The Diocese of Pannonia (, lit. "Diocese of the Pannonias"), from 395 known as the Diocese of Illyricum, was a diocese of the Late Roman Empire. The seat of the vicarius (governor of the diocese) was Sirmium.

History
It was originally part of the praetorian prefecture of Italy and was incorporated by the praetorian prefecture of Illyricum when it was established in 347.

Disputed by the two halves of the Empire in the following years, the Diocese of Pannonia was one of the two dioceses in the eastern quarters of the Tetrarchy not belonging to the cultural Greek half of the empire (the other was Dacia), and so it was transferred back to the Western Empire at the death of Theodosius I in 395 and was joined to the Prefecture of Italy as the Diocese of Illyricum.

In 425 Galla Placidia gave the diocese of Illyricum to Eastern Emperor Theodosius II.
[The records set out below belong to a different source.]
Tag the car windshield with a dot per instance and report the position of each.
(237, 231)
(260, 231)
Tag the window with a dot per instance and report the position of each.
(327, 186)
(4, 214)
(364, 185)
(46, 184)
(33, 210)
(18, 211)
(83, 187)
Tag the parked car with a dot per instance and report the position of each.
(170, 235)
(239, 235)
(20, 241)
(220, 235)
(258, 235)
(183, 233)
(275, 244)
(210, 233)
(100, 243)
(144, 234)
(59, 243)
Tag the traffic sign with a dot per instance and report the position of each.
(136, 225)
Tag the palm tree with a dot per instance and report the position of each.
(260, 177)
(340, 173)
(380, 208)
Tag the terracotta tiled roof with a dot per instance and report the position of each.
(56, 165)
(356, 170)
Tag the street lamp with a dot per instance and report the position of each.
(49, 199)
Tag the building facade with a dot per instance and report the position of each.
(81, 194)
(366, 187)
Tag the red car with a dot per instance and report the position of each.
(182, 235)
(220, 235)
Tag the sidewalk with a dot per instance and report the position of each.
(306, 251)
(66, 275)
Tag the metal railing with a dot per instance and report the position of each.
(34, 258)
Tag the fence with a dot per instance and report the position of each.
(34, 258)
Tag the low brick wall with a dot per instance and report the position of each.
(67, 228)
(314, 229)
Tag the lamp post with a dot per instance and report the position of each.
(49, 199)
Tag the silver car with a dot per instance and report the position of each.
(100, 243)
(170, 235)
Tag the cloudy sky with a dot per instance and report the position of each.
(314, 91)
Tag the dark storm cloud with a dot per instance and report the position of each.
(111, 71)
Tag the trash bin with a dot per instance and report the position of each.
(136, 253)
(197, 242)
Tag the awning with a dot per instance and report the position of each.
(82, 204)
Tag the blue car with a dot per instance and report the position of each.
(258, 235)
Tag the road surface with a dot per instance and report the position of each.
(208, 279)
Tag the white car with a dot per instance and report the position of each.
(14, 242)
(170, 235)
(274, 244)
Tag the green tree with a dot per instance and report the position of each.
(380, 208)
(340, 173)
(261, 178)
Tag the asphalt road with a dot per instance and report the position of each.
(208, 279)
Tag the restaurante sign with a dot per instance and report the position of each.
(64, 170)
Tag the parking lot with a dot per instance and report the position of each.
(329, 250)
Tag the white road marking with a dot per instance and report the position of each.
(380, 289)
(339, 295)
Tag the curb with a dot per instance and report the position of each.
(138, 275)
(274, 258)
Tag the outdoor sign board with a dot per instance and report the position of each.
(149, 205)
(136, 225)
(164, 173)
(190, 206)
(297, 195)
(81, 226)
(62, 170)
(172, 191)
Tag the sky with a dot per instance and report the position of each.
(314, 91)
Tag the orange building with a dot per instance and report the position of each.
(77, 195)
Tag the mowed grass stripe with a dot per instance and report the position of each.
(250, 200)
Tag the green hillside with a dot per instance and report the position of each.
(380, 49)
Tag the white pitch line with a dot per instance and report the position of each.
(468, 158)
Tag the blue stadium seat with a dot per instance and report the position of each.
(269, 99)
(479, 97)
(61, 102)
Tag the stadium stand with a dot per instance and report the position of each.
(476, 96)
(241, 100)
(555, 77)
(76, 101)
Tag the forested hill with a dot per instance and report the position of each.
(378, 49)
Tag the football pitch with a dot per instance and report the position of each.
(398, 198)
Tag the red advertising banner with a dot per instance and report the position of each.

Its ultimate fate is uncertain. Pannonia was lost to the Huns in the 440s, although Dalmatia was retained by the Western Empire until c. 480.

The Ostrogoth king of Italy Theodoric the Great conquered Pannonia in the late 5th century, possibly reestablishing the diocese.

Structure 
The Diocese of Pannonia (Diocese of Illyricum occidentalis) included the Roman provinces of Pannonia Prima, Pannonia Valeria, Pannonia Savia, Pannonia Secunda, Noricum Mediterraneum, Noricum Ripensis and Dalmatia.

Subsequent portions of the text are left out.